> AIs are sometimes good for code, sometimes not so good. I put some money in but don't know what code will come out, and it's so easy to put more money in. My friend told me to use Windsurf instead of Cursor, and it's easy to switch IDEs, they have no moat. Where's the moat?
AFAICT, that's the whole article.
This has often drawn similarities to a slot machine, the way it is not deterministic what code will come out, and what changes to which files will be made.
For example, the mentioned graph has "initial prompt with iterative tweaks", followed by iterations of 'starting from scratch'. -- I don't understand why you'd think "this is an ineffective way of doing things", and then keep doing it.
Describing LLMs as "slot machines" seems like the author has no curiosity about the shape of what LLMs can/can't do.

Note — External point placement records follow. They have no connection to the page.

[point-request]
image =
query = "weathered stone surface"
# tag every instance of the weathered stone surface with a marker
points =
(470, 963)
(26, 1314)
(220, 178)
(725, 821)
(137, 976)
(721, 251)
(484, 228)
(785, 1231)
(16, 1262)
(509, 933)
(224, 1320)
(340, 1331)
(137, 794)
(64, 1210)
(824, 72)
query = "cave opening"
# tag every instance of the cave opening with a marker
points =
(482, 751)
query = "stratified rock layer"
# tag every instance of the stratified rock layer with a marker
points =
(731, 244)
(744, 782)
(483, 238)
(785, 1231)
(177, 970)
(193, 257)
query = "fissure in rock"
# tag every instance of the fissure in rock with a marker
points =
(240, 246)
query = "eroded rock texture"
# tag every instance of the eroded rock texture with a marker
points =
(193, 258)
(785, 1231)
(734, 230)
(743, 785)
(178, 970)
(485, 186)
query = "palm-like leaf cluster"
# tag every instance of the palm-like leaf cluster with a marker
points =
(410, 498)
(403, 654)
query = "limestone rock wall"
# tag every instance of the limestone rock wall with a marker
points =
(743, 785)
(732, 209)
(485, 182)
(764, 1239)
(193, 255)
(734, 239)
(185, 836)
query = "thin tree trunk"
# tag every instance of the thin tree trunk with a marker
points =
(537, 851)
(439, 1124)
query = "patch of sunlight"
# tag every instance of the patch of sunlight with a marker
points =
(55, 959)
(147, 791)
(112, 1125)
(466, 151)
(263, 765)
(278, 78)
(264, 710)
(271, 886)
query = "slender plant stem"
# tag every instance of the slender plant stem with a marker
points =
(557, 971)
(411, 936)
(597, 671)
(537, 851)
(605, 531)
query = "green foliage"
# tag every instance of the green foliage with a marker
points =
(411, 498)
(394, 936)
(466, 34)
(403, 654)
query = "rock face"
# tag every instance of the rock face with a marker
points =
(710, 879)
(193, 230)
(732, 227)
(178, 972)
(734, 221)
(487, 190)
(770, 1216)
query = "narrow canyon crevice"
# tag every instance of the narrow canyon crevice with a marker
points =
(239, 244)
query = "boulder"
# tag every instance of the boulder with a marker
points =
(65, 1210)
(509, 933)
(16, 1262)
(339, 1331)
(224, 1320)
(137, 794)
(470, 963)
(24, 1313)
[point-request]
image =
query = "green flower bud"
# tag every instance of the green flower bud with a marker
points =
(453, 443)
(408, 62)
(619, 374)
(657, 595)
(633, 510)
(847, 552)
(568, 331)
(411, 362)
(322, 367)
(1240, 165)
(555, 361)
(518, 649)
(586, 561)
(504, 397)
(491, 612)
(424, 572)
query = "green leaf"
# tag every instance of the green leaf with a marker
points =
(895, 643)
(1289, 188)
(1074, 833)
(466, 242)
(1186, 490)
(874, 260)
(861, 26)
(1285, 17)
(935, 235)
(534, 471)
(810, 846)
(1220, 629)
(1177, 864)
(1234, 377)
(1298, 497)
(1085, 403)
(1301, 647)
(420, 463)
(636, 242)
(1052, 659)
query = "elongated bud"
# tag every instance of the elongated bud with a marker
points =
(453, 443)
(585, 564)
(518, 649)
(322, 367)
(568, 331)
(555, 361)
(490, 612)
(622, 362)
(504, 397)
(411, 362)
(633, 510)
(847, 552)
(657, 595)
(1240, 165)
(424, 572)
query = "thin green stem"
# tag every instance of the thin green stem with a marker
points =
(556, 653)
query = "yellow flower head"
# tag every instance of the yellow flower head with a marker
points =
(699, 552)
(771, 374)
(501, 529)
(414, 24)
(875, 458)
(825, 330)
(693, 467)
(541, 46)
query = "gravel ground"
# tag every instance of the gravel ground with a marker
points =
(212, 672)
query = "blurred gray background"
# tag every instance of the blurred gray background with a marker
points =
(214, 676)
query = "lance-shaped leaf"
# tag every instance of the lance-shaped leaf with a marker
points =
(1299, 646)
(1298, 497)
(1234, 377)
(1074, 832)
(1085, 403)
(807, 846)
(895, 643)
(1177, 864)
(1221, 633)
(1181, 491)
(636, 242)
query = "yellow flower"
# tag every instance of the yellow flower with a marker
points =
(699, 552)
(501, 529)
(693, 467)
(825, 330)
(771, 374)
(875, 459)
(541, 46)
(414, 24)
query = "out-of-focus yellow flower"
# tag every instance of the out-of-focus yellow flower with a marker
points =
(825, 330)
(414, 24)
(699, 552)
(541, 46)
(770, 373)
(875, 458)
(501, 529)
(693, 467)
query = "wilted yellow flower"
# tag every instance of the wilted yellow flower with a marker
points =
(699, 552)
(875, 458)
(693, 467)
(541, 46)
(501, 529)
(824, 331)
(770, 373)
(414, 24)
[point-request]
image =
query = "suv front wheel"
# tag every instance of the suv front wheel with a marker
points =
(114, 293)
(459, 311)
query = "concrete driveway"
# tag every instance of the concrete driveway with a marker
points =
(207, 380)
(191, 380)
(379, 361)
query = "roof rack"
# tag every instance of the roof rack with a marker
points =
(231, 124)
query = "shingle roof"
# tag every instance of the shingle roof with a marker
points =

Answer is useful as is, and needS to be factually correct: Bad
On the other hand, I think MS are pretty much cloning the good stuff from Cursor, like agent mode: https://www.youtube.com/watch?v=dutyOc_cAEU
Leaves me thinking VS Code might be the best in the long long run, but for now they're all kinda similar?
Isn't the situation similar to Brave et al built on top of Chromium but supports Chrome extensions?
Maybe Cursor/Windsurf could've just been plugins? Only Zed.ai seems really different of the popular IDEs
In agent mode (need to enable it manually in settings), did anyone test forcing Copilot to run unit tests after code changes and fix code to pass tests if they break?
My issue was my instructions.md file telling it to think too much before writting files and running tests. So it was in a rabbit hole of ethernal thinking.
Now I can tell it to create crud pages and it will generate and run tests for those pages as well.
I'm looking for solutions. Docker looks like one but I like to keep things simple.